After graduating from Lawrence, Baker took an internship in Tennessee working as a living history interpreter—dressing in costume, quilting by hand, cooking on a wood stove, and finding other ways to bring American history to life. She completed a master’s degree in American studies at the University of Minnesota, then worked at a World War II museum in Superior, Wisconsin.
All of it built to her next chapter. She eventually went to work for an independent bookstore while beginning to scratch that itch as a novelist. Four years later, Keeping the House, set in the 1950s, was released.
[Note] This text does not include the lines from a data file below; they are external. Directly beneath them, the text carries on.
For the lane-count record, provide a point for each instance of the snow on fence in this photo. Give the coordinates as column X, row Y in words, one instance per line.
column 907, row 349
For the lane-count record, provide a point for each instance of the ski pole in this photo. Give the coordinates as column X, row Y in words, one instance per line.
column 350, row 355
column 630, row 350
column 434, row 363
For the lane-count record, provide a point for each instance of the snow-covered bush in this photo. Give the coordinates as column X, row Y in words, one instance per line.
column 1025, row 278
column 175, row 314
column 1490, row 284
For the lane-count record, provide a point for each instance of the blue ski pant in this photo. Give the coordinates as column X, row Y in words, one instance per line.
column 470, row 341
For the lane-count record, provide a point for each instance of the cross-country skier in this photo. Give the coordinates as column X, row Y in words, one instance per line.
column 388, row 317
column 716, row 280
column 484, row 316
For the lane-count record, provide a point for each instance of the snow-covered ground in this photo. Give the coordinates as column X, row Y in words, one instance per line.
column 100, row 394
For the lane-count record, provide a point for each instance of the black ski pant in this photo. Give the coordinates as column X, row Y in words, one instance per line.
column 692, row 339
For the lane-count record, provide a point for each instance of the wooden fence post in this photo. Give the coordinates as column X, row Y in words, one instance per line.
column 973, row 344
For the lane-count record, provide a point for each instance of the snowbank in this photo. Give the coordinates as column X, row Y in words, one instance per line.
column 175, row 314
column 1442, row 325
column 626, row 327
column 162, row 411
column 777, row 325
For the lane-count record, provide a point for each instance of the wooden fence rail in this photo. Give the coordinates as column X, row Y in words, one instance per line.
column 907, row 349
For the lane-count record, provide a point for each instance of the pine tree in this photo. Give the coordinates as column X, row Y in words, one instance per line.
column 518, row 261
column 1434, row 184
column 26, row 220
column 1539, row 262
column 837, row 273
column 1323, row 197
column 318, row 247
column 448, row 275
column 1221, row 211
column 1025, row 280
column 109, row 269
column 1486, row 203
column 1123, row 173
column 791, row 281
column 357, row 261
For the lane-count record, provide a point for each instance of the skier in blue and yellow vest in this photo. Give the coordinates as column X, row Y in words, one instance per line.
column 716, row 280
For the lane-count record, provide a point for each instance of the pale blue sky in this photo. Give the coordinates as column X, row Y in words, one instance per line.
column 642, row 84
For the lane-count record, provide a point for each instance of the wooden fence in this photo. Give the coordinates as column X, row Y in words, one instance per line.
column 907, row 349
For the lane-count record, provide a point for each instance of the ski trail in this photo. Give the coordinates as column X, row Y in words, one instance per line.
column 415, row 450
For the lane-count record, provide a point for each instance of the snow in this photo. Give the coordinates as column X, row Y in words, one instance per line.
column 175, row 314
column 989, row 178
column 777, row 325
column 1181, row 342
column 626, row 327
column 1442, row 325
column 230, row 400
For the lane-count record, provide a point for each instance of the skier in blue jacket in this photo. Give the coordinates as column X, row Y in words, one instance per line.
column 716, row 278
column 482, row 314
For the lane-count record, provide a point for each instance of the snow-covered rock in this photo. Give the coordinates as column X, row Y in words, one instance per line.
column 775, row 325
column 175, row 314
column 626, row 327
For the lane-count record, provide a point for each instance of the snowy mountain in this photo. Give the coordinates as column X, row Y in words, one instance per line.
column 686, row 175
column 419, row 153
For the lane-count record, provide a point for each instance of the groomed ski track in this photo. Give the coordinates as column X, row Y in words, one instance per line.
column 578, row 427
“All the pieces of my Lawrence experience and my master’s degree all dovetail into becoming a historical novelist,” Baker said. “The focus on psychology gave me a different inroad. A lot of people as fiction writers go get an MFA, which is a fabulous path to take if that’s your right path. For me, I wasn’t ready at the time to claim that part of myself, so I think I actually have a really different perspective in terms of how I look at characters or how I look at history—because of training in things other than how to write fiction. I have the training in how to look at the world from those different lenses. I think it’s been a very valuable thing to have.”
The Hidden Life of Cecily Larson comes 13 years after Baker’s previous novel—she launched an online teaching course for would-be novelists and did freelance writing and editing in the meantime. It was in early 2021 that she redirected her attention to a next novel, wanting to write a story about the keeping of a decades-long secret in a small town, all of it eventually unraveling through modern DNA testing.
“I am fascinated by all the stories I’ve read of people who have had DNA surprises in their lives and how that upends their sense of themselves, their identities, and what happens as a consequence of those surprises,” Baker said.
She wanted to weave a story that would interplay multiple storylines over long passages of time.
“I started there and wrote the story going back and forth in time because I was interested in playing with the relationship between past and present,” Baker said. “Obviously, in this book, the past has a direct effect on the present.”
She wrote the initial draft in eight months, far faster than she’d usually get through a first draft.
“I usually take a number of years to write a draft,” Baker said. “I can’t explain why it happened. It just felt like it was a story that already happened, and I was just writing it down. I didn’t struggle with how to make it make sense. It just felt like it was all there.”
Her new literary agent sold the book to Mariner Books, which kicked off an intense editing process. By last summer, Baker was already receiving glowing feedback from authors she admires. And by fall the book was starting to show up on best-of lists in advance of its February release.
Baker likes where she’s at as she gains notice as a novelist and builds momentum as a teacher and entrepreneur. She’s growing her online teaching—providing start-up guidance to novelists-to-be—while considering options for a next novel. She’s also working on a screenplay, and her agent is having conversations with studios about taking The Hidden Life of Cecily Larson to the big screen.
“I’ve been figuring out how to support myself with writing and independent projects,” Baker said. “I’ve learned a lot about myself along the way. Being my own boss and having the real estate of my brain completely available to think the thoughts I want to think, that to me is a very valuable thing. I think that is something I learned at Lawrence, or that I came to value at Lawrence. The privilege of intellectual freedom, the privilege to think about the things you want to think about, the privilege to pursue the lines of inquiry you want to pursue. For me, that line of inquiry is simply how to understand the human experience, how to convey human experience, how to bring the past to life in ways that possibly can help us to not repeat the same mistakes.”